Но вопрос «почему?» лежит в области метафизики. Самый важный вопрос – «как?». Лишь получив на него исчерпывающий ответ, можно понять «почему?». Как Жюльен докатился до такого? Как неблагополучный подросток превратился в молодого преступника? Ему приходилось постоянно возвращаться к работе по расчеловечиванию себя, к тем способам сделать это, о которых я говорил ранее. Допустим, он действовал поэтапно. На первом этапе расчеловечивание состояло в том, чтобы расправиться с собственным питомцем и животными, обитающими в округе. Ему нужно на собственном опыте убедиться в том, что он на это способен, – избавиться от всех чувств, которые «захламляют» большинство человеческих существ. Речь идет – я настаиваю на этом – не об извращенной организации личности, а об извращенной защите. Жюльен погружен в бредовый процесс и некоторым образом стремится поддерживать постепенную девитализацию, которая, как он чувствует, функционирует внутри него. Чтобы освободиться от давящей тревоги, в которой он рискует раствориться, Жюльен должен овеществлять себя, овеществляя других. По завершении этого процесса он приступает к делу: подобно ему самому, жертва больше не живое существо.
Если обратиться к криминологическому определению, нужно убить по меньшей мере трижды, чтобы, с позволения сказать, заслужить ярлык серийного убийцы. На момент нашей встречи Жюльен совершил «всего лишь» два убийства. Он еще не принадлежал к зловещему клубу.

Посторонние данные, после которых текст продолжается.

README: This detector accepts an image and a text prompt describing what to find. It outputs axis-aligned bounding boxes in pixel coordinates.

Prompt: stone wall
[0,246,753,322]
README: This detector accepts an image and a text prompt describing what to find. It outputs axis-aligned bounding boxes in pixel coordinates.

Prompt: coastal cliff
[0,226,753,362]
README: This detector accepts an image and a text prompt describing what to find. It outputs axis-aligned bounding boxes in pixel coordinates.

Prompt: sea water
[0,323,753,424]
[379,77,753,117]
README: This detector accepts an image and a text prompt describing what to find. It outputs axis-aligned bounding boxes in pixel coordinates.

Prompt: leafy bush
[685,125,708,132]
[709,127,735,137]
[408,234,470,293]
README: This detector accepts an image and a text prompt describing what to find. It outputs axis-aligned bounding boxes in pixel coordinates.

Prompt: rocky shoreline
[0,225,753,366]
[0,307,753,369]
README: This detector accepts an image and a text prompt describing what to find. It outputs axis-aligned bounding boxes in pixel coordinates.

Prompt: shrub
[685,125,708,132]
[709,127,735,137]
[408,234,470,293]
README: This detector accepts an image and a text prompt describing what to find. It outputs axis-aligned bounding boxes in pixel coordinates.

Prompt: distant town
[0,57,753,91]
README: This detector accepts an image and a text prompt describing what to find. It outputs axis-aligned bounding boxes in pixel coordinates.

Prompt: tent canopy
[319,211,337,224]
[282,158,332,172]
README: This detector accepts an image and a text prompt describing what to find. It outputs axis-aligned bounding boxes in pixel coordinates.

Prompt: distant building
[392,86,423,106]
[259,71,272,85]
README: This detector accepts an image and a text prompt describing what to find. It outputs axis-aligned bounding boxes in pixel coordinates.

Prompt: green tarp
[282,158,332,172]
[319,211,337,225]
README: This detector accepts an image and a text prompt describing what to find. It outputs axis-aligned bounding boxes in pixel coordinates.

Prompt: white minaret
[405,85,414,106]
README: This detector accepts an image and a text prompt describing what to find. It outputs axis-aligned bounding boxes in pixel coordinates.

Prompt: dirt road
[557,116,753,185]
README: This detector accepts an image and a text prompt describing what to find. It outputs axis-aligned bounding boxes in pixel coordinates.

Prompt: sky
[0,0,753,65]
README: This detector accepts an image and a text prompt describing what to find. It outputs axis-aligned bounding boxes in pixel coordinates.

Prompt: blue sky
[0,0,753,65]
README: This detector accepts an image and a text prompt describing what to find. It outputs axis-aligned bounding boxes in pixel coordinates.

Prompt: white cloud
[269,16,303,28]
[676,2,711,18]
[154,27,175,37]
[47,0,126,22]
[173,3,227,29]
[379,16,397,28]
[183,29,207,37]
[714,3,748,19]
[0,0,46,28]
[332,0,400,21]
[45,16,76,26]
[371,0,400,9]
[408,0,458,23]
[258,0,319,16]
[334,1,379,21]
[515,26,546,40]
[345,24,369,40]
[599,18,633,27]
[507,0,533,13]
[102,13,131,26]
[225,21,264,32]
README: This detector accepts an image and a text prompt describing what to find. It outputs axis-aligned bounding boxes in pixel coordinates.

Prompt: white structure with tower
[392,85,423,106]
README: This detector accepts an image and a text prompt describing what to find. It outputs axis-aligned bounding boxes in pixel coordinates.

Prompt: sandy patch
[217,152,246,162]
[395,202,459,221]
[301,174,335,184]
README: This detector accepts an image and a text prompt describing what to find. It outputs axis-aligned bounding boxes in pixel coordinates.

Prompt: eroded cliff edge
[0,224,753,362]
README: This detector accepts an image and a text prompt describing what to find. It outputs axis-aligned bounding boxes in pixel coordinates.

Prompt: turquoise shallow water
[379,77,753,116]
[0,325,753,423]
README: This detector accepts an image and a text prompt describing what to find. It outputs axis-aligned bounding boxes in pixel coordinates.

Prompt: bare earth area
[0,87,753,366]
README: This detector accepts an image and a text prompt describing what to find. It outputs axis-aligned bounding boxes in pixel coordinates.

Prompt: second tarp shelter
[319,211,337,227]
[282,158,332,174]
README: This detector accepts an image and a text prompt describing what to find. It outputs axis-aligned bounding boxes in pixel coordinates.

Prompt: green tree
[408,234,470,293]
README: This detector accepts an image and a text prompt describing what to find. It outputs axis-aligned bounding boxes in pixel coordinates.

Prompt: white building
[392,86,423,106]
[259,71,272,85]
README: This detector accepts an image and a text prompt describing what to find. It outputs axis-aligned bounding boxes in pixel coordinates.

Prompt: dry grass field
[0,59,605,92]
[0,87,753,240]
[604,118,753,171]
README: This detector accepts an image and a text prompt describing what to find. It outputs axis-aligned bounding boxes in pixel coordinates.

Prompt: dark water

С другой стороны, его «дебюты» в преступной деятельности не предвещали появления профиля серийного убийцы «организованного типа». Когда мужчина нападает на женщин, обычно возникает вопрос о связи этого поступка с образом матери. Однако случай с Жюльеном все же особенный, поскольку он убил женщину и двух мужчин при разных обстоятельствах. Жюльен – душевнобольной, это не «классический» серийный убийца. Последний организован, убивает незнакомых с ним жертв, принадлежащих к одной и той же категории, принимает все меры предосторожности, чтобы его не арестовали. Жюльен лишает жизни незнакомую женщину, а затем пожилого господина, которого очень любит, в то время как серийных убийц характеризует именно безразличие к жертвам. Чтобы достичь такого безразличия, Жюльену требуется предварительная работа. В итоге он умерщвляет любимого кота и человека, к которому испытывает привязанность. Второе убийство происходит в условиях, напоминающих кошмар психотических преступлений[10]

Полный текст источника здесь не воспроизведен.